Mistakes compound. Bad decisions persist. Sunk costs rule. Here's how to build feedback loops that actually correct course.
Low Error Correction means the organization can't learn from mistakes. Bad decisions persist long after evidence shows they're wrong.
When admitting mistakes hurts careers, errors get hidden instead of fixed.
Changing course feels like admitting you were wrong. So you double down.
Ship and forget. No measurement of what worked. No learning cycle.
Past investment justifies future investment, regardless of outcomes.
Celebrate killed projects. Publicly praise people who admit something isn't working early, before more resources are wasted. "Good kill" should be a compliment.

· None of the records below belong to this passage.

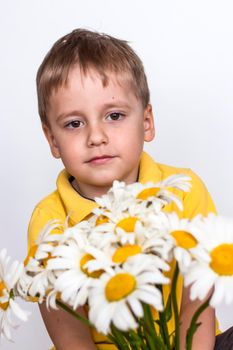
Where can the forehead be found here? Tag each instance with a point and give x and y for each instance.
(93, 82)
(87, 91)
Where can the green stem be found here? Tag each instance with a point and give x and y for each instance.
(194, 325)
(163, 324)
(120, 339)
(74, 313)
(175, 309)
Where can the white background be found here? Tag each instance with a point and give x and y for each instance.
(187, 50)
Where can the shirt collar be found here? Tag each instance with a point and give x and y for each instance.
(78, 207)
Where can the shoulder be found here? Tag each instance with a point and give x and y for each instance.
(49, 208)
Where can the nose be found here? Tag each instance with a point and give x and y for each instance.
(97, 136)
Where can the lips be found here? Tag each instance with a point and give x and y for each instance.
(100, 159)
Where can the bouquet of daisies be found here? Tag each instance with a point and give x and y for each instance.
(117, 261)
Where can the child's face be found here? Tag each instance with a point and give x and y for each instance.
(98, 131)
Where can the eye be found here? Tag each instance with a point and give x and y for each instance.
(74, 124)
(115, 116)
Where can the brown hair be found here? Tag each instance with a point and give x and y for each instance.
(88, 49)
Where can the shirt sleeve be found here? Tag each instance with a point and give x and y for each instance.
(197, 200)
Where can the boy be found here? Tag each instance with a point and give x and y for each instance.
(95, 110)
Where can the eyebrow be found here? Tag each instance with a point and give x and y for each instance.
(118, 104)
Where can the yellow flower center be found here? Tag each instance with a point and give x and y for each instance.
(148, 192)
(45, 261)
(127, 224)
(121, 254)
(31, 254)
(3, 306)
(184, 239)
(222, 259)
(102, 219)
(83, 261)
(119, 286)
(2, 287)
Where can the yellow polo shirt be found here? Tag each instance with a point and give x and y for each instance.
(66, 201)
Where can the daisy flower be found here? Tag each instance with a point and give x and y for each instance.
(162, 190)
(9, 275)
(184, 239)
(117, 297)
(36, 280)
(213, 268)
(69, 265)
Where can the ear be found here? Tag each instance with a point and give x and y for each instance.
(51, 140)
(149, 130)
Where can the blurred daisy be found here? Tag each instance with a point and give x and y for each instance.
(36, 279)
(9, 275)
(72, 277)
(117, 297)
(185, 242)
(162, 190)
(213, 268)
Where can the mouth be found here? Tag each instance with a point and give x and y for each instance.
(101, 159)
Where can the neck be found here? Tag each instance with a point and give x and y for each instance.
(90, 192)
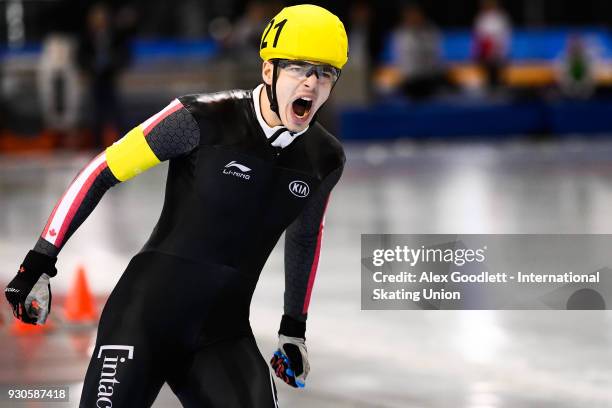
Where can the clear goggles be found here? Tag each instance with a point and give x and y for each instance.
(302, 69)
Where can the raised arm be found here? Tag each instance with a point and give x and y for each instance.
(170, 133)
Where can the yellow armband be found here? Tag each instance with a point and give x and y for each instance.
(131, 155)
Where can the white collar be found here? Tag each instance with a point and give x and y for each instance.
(286, 137)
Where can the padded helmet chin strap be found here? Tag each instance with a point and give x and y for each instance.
(271, 89)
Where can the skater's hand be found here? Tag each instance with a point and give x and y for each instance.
(29, 293)
(290, 361)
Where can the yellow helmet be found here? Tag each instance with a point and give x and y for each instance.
(305, 32)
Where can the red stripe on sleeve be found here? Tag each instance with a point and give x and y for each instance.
(46, 229)
(315, 263)
(78, 201)
(163, 115)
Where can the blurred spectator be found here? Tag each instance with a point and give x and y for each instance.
(492, 35)
(58, 83)
(103, 54)
(576, 69)
(243, 41)
(355, 87)
(415, 53)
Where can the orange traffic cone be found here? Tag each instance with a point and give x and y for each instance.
(80, 306)
(21, 328)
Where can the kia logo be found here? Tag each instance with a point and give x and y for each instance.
(299, 188)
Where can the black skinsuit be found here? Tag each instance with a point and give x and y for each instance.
(180, 312)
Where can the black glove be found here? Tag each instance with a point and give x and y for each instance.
(29, 293)
(290, 361)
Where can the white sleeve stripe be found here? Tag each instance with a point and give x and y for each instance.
(55, 224)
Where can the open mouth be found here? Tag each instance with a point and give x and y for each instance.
(301, 107)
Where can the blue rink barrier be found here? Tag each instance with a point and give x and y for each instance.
(484, 119)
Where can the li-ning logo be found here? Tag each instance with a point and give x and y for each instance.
(240, 174)
(109, 371)
(299, 188)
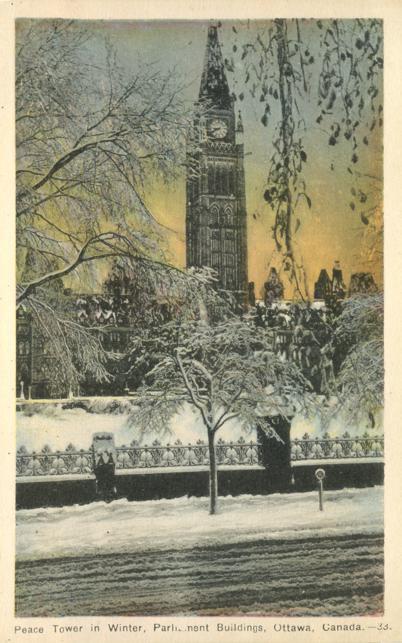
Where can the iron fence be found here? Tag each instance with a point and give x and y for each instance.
(47, 462)
(364, 446)
(178, 454)
(240, 453)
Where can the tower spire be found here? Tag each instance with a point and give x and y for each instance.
(214, 88)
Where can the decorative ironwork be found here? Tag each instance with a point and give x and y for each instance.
(184, 455)
(365, 446)
(240, 453)
(47, 462)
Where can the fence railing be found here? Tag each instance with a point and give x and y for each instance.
(240, 453)
(345, 446)
(47, 462)
(178, 454)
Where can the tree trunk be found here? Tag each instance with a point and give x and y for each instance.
(213, 474)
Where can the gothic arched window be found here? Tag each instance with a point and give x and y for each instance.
(211, 178)
(229, 218)
(214, 215)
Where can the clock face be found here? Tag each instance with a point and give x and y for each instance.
(218, 128)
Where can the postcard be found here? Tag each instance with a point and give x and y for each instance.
(201, 435)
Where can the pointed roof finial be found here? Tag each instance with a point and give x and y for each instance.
(214, 85)
(239, 128)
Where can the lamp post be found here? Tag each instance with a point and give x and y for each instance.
(320, 475)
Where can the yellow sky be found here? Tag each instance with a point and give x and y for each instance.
(330, 230)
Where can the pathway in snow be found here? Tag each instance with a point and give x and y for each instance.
(184, 523)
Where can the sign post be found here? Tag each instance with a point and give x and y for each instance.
(320, 475)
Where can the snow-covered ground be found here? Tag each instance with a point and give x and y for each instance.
(49, 424)
(124, 526)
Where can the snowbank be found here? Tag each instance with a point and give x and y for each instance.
(123, 526)
(49, 424)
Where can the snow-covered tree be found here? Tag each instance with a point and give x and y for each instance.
(88, 134)
(360, 379)
(225, 371)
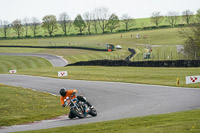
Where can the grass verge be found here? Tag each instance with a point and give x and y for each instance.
(19, 105)
(180, 122)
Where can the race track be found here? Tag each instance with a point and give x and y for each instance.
(56, 61)
(113, 100)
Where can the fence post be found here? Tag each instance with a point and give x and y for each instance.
(171, 56)
(164, 55)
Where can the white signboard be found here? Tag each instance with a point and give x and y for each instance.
(12, 71)
(192, 79)
(62, 73)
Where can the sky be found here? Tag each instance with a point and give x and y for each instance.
(11, 10)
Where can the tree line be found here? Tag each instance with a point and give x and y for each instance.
(99, 17)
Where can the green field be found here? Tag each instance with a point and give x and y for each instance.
(141, 75)
(139, 23)
(44, 106)
(20, 62)
(162, 42)
(19, 105)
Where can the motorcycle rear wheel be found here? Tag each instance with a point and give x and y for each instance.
(93, 112)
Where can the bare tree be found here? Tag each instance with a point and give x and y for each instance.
(113, 22)
(187, 15)
(172, 18)
(6, 28)
(35, 25)
(127, 20)
(79, 22)
(156, 18)
(65, 22)
(17, 27)
(26, 22)
(88, 19)
(102, 17)
(49, 23)
(192, 36)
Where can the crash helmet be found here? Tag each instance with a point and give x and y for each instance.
(62, 92)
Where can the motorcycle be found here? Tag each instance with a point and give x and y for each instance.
(79, 108)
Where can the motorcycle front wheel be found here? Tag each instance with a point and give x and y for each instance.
(78, 112)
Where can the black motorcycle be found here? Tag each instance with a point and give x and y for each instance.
(79, 108)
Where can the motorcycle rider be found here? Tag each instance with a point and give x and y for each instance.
(66, 93)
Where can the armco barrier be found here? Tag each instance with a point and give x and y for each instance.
(173, 63)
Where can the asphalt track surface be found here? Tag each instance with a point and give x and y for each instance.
(56, 61)
(113, 100)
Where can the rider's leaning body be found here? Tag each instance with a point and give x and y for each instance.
(64, 94)
(68, 94)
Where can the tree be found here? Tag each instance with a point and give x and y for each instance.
(79, 22)
(26, 25)
(187, 15)
(35, 25)
(127, 20)
(49, 23)
(88, 19)
(65, 23)
(102, 17)
(17, 27)
(172, 18)
(6, 28)
(113, 22)
(192, 38)
(156, 18)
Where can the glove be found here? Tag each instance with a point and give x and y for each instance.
(63, 105)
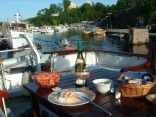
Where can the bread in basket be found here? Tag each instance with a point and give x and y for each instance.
(47, 79)
(135, 89)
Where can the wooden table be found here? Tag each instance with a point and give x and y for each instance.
(129, 107)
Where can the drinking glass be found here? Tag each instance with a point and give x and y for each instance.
(82, 75)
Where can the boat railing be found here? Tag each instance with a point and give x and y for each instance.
(31, 46)
(66, 52)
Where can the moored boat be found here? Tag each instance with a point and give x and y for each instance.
(99, 32)
(86, 32)
(64, 63)
(13, 30)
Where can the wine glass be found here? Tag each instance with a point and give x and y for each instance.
(82, 75)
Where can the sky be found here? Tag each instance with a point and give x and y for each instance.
(30, 8)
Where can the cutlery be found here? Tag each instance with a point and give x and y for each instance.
(89, 100)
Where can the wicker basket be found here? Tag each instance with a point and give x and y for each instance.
(134, 90)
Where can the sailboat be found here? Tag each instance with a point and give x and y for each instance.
(14, 29)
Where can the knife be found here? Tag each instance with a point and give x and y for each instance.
(89, 100)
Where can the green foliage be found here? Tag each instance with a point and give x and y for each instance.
(95, 11)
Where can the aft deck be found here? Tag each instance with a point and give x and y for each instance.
(21, 107)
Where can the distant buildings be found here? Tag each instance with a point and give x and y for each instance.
(73, 5)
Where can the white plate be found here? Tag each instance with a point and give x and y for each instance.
(53, 97)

Before starting any initiative, write down: "We will stop this if [X] happens." Agreed-upon criteria remove ego from the decision.
// Example kill criteria
Kill if: <100 users after 30 days
Kill if: Negative NPS after 3 months
Kill if: 2x over budget with no path
Fast feedback loops beat slow ones. What went wrong this week? What will we do differently next week? Keep it short, make it regular.
Train people that critiquing an idea isn't critiquing them. "This approach isn't working" is different from "you failed."
Measure: How long from "evidence of problem" to "course correction"? Make this metric visible. Compete to shorten it.